After the results were in her favour early August 8 morning, Tlaib spoke to her supporters and said that one doesn't need to change who they are to contest an election. "I want people across the country to know that you don't need to sell out," the New York Times quoted her as saying. "You don't have to change who you are to run for office – and that is what this country is about."
Who is Rashida Tlaib?
- Born on July 24, 1976, Rashida Harbi Tlaib is the eldest of 14 children.
- Her parents are known to be Palestinian immigrants in Detroit, Michigan.
- Her father, born in Jerusalem, formerly worked with the Ford Motor Company and her mother is from a place near Ramallah, a city near the West Bank.
- Tlaib completed her education from the Harms, Bennett Elementary and Phoenix Academy. She then graduated from the Wayne State University in 1998 and Thomas Cooley Law School in 2004.

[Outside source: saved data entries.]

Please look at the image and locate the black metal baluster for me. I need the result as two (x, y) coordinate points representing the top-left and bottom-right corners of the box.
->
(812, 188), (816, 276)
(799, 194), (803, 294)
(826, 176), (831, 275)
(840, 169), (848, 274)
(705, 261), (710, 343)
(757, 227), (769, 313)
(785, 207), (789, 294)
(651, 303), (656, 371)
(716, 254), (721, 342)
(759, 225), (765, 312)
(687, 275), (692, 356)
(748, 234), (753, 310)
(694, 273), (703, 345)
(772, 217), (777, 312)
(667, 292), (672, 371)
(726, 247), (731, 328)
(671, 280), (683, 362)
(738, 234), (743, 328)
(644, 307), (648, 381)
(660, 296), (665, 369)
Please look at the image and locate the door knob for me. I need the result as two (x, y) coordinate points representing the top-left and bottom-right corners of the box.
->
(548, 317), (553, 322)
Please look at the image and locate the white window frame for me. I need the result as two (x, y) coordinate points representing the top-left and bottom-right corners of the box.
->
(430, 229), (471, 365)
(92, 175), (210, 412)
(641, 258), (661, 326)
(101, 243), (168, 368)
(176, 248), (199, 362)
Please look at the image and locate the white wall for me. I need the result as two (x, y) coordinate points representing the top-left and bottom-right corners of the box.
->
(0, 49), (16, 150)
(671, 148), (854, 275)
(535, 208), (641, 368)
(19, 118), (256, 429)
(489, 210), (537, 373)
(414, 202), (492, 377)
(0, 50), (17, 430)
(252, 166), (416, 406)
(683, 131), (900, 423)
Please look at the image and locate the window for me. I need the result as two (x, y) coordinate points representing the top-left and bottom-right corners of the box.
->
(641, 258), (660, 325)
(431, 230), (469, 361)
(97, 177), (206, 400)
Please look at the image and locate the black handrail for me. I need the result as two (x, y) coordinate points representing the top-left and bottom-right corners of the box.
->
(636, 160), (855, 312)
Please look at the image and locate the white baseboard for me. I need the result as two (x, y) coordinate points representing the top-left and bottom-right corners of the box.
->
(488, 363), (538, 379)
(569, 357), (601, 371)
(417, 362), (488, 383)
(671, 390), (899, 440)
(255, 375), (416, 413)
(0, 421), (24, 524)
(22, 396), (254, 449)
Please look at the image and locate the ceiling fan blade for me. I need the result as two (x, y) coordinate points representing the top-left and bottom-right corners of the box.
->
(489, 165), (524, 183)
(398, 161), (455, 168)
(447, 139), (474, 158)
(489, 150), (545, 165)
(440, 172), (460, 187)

- She began her political career in 2004 with an internship to state representative Steve Tobocman.
- Tobocman then encouraged the politician and attorney to run for the seat he was vacating.
- Tlaib is also the first Muslim woman to serve in the Michigan Legislature and the second Muslim woman to be elected to any state legislature in the US.
- After leaving the state legislature, she worked at Sugar Law Center, a Detroit non-profit that provides free legal representation for workers.
- She has been married to Fayez Tlaib since 1998
- She is a mother to two sons – Adam and Yousif
While Tlaib is known in the political circuit for her work, she also made headlines in 2016 for shouting at Donald Trump at a Cobo Centre luncheon and asking him to return a Purple Heart as he hadn't earned the medal.
A Purple Heart is awarded to those wounded or killed in any action against an enemy of the United States.
After being ejected from the venue, she said that Trump did not love anyone but himself. "He doesn't love Detroit. He doesn't love no one who isn't Donald Trump," the Detroit Free Press quoted her as saying. She went on to explain that she was protesting Trump attitude and mentality in regard to immigrants and Muslims.
After her victory in the August 7 primary, she challenged Trump and said: "'I don't know if he's ready for me," reported the Associated Press.
Tlaib also promised to stand up for her supporters and assured them that she would fight racism. "I will uplift you in so many ways," she said, adding: "Not only through service but fighting back, against every single oppressive, racist structure that needs to be dismantled, because you deserve better than what we have today in our country."